VII Market intelligence
A48 On 4 December, interest rates implied by short sterling futures contracts had been higher than on
6 November. The rate implied by the June 2003 contract had been 30 basis points higher at 4.21%,
and that implied by the June 2004 contract had been 17 basis points higher at 4.88%. Implied rates for
contracts maturing in 2002 and 2003 had increased steadily for much of the period, but had risen
relatively sharply following the November MPC decision and the publication of the November
Inflation Report, as well as in response to stronger-than-expected retail sales and RPIX data. Implied
interest rates had also risen following some stronger-than-expected US data released on the afternoon
of the Chancellor's Pre-Budget Report.
A49 Market participants had generally expected the Committee not to change the Bank's official repo
rate at its December meeting. Economists polled by Reuters on 26 and 27 November had attached a
mean probability of 86% to no change in the Bank's repo rate at the December meeting, and a mean
probability of only 12% to a decrease of 25 basis points. All these economists had forecast that the
Bank's repo rate would be unchanged at end-2002. Forecasts for end-2003 were little changed from
the previous poll, with a mean expectation for the repo rate of 4.42%.
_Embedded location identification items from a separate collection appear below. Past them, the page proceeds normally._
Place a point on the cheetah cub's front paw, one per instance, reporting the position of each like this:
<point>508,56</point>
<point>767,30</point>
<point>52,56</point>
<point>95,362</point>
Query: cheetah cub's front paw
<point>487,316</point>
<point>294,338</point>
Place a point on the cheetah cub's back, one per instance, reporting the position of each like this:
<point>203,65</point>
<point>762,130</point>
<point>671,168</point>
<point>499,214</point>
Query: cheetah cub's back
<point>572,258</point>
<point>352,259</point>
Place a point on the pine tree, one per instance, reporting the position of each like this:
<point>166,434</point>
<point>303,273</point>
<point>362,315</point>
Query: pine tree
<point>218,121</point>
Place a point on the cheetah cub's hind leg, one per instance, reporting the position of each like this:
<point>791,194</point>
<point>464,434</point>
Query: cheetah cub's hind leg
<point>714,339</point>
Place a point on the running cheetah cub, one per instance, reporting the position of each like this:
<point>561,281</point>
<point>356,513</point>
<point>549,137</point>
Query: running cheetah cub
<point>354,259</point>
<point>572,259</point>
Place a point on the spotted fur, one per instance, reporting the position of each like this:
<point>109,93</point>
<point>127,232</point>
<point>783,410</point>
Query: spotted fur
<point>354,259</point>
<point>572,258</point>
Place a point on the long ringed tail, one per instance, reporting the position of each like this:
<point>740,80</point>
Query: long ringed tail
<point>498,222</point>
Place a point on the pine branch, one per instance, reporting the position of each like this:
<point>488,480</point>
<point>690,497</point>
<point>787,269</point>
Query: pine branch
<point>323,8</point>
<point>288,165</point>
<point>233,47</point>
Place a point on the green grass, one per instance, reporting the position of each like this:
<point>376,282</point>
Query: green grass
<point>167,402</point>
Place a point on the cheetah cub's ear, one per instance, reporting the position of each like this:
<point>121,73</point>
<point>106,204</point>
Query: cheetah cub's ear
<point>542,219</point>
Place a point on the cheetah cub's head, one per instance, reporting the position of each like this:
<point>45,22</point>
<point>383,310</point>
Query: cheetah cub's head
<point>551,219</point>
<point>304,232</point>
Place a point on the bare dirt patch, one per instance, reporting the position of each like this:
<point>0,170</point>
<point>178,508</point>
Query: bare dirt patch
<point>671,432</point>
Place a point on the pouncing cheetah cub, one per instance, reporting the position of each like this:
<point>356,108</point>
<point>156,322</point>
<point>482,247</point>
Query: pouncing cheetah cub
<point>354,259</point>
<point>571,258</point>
A50 Between 6 November and 4 December, sterling had risen by 0.7% on an effective basis,
appreciating by 0.5% and 0.8% against the euro and the dollar respectively. There had, however, been
some intra-month volatility. Market participants had ascribed these movements to several factors,
including widening short-term interest rate differentials between sterling and the dollar early in the
period and flows associated with cross-border corporate mergers.